I’m not naive about Britain. This is a class-bound, hidebound society that often likes to sneer and exclude. When Jews needed a refuge from the Nazis in the 1930s, only a lucky few were invited here. When they needed a refuge after the Nazis in the 1940s, few were welcomed then either.
Yet I really do view Anglo-Jewry as an underrated success story. We were the first real ethnic minority in Britain, the first significant non-Christian wave of migration since the Vikings. And we were mostly accepted with a very British grumble. I see this as a triumph. To me this country is not so much the ‘Troubled Eden’ that was the title of Chaim Bermant’s famous survey of Anglo-Jewry, but more like a Gan Eden. The Garden of England.
I think it’s critical to remember this history when we try to answer the most pressing question facing our community today: is all this changing? Is the garden wilting? Is our Eden becoming a more hostile terrain for Jewish life?
There are three main repositories of antisemitism in this country: the far right, the far left and parts of the Muslim community.
Clearly there are some troubling signs. Antisemitic hate crimes have soared during the current war in the Middle East, as they have during every previous Gaza engagement. There’s a nastiness in the air and, though I pray I’m wrong, it feels as if it is only a matter of time before the question that began this article has a clearer answer.
There are three main repositories of antisemitism in this country: the far right, the far left and parts of the Muslim community. Many British Jews, looking at population patterns and also at recent French history, worry particularly about the last of those three.

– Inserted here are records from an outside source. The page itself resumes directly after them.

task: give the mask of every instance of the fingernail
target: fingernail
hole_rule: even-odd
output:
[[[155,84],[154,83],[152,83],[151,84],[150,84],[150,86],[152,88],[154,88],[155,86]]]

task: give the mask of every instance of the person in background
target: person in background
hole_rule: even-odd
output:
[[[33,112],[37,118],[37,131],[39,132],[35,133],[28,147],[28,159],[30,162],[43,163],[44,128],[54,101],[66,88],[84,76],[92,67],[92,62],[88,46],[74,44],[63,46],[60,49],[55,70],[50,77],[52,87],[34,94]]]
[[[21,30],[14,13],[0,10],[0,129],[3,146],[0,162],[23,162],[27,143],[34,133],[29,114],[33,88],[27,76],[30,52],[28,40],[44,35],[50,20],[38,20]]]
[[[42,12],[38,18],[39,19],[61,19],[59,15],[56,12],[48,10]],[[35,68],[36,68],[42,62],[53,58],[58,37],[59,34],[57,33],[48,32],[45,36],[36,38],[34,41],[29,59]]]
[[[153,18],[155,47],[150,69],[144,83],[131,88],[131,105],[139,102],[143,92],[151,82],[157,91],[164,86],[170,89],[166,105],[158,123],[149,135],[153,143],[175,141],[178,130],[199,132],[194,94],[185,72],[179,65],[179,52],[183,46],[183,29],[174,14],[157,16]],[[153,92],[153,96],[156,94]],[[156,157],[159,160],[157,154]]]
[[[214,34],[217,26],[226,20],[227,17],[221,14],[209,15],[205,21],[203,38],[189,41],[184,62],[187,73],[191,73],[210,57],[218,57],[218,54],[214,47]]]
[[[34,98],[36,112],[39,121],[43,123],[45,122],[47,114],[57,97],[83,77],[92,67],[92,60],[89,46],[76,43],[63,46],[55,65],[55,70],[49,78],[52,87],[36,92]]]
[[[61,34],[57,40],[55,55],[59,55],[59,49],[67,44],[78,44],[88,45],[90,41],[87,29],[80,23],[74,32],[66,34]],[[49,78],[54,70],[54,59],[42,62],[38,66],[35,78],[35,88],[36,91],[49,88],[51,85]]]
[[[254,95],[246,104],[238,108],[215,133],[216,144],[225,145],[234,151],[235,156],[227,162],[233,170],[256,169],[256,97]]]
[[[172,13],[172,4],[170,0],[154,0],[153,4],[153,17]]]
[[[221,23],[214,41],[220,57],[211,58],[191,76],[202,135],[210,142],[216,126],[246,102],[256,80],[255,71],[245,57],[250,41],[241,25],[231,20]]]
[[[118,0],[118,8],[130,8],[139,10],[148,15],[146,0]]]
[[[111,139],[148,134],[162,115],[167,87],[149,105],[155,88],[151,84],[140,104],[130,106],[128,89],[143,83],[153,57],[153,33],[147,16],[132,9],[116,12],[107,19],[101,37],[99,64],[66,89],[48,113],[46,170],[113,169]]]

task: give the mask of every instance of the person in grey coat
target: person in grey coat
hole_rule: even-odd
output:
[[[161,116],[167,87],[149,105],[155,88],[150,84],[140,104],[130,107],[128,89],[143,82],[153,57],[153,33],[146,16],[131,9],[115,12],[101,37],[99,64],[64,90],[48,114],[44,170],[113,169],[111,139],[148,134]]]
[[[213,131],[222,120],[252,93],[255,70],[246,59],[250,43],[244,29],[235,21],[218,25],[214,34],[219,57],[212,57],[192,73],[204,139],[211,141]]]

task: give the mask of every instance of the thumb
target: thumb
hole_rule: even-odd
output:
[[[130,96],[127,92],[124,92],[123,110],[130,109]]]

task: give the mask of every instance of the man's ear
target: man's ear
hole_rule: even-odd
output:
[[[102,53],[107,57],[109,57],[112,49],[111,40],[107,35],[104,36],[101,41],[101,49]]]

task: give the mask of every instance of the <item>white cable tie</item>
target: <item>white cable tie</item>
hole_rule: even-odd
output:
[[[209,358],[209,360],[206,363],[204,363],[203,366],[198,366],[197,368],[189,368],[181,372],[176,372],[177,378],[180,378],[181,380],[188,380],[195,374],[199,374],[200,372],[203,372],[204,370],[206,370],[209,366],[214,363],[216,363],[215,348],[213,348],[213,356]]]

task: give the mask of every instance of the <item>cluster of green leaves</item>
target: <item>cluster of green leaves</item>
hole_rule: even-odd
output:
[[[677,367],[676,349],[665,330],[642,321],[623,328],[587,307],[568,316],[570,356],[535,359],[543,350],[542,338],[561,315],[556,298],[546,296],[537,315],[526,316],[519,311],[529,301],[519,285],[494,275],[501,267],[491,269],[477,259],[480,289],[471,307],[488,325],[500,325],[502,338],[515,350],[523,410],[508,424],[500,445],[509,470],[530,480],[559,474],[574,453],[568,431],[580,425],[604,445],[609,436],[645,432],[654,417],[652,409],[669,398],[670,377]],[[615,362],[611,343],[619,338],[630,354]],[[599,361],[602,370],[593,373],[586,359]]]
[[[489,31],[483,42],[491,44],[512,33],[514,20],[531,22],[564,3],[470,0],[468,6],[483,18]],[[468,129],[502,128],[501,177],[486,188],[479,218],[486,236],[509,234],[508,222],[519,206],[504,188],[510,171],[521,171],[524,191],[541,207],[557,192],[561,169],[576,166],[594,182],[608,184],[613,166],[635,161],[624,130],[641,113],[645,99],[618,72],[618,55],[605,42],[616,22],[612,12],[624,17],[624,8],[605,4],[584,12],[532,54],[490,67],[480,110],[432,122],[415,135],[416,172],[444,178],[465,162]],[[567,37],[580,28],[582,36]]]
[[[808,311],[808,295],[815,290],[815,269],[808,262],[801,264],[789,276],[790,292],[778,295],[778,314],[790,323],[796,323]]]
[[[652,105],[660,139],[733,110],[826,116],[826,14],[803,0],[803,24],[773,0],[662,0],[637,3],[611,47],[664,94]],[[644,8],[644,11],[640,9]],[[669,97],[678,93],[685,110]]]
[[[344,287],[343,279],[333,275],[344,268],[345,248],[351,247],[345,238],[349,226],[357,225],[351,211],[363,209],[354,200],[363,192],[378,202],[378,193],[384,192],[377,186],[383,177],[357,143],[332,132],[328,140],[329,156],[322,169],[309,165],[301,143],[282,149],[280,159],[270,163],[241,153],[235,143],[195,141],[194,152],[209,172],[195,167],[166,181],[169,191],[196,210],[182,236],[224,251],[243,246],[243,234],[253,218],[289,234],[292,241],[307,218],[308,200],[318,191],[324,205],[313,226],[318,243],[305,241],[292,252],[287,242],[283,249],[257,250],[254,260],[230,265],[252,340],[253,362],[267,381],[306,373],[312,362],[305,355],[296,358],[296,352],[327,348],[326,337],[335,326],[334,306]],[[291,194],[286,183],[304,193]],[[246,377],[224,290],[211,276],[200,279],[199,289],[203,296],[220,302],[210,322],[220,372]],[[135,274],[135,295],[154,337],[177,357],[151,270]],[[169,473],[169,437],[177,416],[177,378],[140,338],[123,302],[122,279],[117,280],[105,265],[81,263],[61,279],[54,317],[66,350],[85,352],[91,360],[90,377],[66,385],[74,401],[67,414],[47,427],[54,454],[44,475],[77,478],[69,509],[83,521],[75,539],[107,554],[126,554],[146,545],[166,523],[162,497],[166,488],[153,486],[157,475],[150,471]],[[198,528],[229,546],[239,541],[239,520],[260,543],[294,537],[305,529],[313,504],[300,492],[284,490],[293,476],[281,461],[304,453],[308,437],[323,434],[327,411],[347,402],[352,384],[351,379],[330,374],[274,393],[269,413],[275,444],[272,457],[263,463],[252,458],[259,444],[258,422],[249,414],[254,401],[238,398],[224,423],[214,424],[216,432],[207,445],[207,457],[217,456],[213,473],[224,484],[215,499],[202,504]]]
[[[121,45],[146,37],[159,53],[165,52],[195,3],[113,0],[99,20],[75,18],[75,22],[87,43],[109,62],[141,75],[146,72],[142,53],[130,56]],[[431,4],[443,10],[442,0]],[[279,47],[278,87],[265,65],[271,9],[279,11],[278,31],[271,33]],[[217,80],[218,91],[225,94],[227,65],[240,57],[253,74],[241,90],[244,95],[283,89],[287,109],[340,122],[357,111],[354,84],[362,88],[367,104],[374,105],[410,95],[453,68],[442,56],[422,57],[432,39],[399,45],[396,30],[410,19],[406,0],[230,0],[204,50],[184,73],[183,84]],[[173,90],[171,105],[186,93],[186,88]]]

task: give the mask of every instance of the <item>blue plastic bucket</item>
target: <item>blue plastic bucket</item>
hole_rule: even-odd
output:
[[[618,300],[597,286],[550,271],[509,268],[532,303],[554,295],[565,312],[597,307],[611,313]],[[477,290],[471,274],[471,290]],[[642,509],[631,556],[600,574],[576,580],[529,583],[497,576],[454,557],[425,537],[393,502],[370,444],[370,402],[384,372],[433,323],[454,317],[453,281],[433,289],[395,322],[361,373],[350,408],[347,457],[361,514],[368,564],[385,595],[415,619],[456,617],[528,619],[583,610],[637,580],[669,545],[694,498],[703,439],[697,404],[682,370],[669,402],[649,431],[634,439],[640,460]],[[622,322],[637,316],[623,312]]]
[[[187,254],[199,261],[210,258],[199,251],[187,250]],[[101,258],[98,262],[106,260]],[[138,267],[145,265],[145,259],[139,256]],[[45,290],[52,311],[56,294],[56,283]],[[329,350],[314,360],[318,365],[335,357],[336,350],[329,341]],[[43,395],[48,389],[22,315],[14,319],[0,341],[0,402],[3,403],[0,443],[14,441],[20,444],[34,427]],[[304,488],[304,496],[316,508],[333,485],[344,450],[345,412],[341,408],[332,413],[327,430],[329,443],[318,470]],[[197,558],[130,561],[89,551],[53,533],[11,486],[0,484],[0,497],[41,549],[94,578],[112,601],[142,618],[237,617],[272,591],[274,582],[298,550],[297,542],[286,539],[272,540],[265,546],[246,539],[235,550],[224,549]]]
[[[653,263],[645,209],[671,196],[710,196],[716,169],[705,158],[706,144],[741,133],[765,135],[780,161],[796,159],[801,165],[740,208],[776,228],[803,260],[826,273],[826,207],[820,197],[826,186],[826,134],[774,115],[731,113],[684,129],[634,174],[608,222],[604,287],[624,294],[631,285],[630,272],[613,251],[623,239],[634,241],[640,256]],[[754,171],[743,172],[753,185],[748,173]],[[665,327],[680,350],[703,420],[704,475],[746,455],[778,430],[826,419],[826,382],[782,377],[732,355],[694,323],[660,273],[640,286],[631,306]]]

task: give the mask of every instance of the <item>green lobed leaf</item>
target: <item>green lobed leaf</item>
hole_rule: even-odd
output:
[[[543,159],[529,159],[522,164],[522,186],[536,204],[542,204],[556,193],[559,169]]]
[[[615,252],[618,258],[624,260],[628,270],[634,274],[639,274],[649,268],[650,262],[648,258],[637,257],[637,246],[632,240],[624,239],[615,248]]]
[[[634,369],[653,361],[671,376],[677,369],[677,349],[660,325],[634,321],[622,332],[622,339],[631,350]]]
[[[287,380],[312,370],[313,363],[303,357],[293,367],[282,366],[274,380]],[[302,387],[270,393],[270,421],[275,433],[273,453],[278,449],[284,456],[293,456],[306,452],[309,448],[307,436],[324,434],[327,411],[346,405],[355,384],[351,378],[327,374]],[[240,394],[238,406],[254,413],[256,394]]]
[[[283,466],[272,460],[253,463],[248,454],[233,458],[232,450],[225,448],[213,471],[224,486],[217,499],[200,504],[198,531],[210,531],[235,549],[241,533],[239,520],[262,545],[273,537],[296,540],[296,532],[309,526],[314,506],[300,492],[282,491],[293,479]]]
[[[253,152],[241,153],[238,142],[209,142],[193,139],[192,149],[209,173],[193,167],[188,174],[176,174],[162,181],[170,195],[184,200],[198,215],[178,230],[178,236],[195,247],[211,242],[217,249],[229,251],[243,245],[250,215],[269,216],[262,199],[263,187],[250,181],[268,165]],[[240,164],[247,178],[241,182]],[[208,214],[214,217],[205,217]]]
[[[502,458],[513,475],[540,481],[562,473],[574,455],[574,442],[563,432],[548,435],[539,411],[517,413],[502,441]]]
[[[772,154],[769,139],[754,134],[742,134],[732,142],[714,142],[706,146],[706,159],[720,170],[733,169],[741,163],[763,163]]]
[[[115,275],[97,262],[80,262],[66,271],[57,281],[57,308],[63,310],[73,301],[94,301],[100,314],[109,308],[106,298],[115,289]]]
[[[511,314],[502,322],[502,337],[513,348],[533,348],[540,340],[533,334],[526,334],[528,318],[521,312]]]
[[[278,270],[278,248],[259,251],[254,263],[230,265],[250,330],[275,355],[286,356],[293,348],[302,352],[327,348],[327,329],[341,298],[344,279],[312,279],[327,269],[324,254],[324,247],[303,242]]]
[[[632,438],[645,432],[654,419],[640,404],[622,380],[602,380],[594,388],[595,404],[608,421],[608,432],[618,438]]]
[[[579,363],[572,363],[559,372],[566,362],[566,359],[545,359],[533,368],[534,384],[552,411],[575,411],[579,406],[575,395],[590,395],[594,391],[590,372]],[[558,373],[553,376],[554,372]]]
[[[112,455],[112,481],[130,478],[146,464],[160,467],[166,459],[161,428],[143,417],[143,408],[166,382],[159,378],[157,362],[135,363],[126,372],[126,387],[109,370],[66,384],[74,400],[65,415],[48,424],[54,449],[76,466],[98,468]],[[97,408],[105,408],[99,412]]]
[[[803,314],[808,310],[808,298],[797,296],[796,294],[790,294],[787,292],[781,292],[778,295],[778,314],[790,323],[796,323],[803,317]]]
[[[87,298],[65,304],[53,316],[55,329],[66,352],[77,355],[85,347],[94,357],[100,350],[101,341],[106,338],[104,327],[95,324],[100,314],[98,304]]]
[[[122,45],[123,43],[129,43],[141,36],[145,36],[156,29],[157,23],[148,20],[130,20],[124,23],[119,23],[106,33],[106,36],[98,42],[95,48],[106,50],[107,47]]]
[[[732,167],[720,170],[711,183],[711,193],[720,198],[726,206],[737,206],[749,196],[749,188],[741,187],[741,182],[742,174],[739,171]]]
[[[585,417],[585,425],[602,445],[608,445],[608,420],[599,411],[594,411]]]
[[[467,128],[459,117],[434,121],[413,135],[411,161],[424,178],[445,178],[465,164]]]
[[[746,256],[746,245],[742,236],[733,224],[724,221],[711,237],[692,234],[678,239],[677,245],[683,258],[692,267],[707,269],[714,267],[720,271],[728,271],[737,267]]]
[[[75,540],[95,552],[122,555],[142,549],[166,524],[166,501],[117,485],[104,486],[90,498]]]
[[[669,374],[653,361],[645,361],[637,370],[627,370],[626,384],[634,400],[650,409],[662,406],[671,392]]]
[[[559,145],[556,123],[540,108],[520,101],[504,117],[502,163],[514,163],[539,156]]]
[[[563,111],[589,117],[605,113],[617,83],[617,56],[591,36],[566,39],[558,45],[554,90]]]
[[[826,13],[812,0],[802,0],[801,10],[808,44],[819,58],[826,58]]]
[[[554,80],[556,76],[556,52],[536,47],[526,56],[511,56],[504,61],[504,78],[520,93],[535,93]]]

But there is now another strand of concern: young people fired up by social media and algorithmic wokery.
Fed a simple and undeniably heartrending story of Palestinian genocide, ignorant of history and blind or indifferent to the Judeophobic pitfalls that riddle their culture like holes in a cheese, parts of Gen Z are veering into quite alarming prejudice.
This does not bode well for the future. But it may also be the case that these digital passions are shallow and ephemeral. And that the benevolent culture of deep Britain is a stronger and more enduring force.
I was reassured of this on Tuesday night, when I went out for a drink with a new colleague. He waited until the end of the meal, after he’d had a few glasses of wine, before telling me that he is passionately, profoundly philosemitic and deeply disturbed by the hatred he’s observed online in recent months. My response was stuttering – what to say? – but inside I felt a warm glow of comfort and kinship.
Just one example of course, but I still think that’s the Wintonian spirit and soul of this country: fair-minded, with a commitment to decency, kindness and respect for others.
Not everyone of course, and not all the time by any means. This is undeniably a difficult moment and the direction of travel concerns me. But when it comes to antisemitism in Britain, I still believe that most ordinary people, when they know what is actually happening, just won’t stand for it.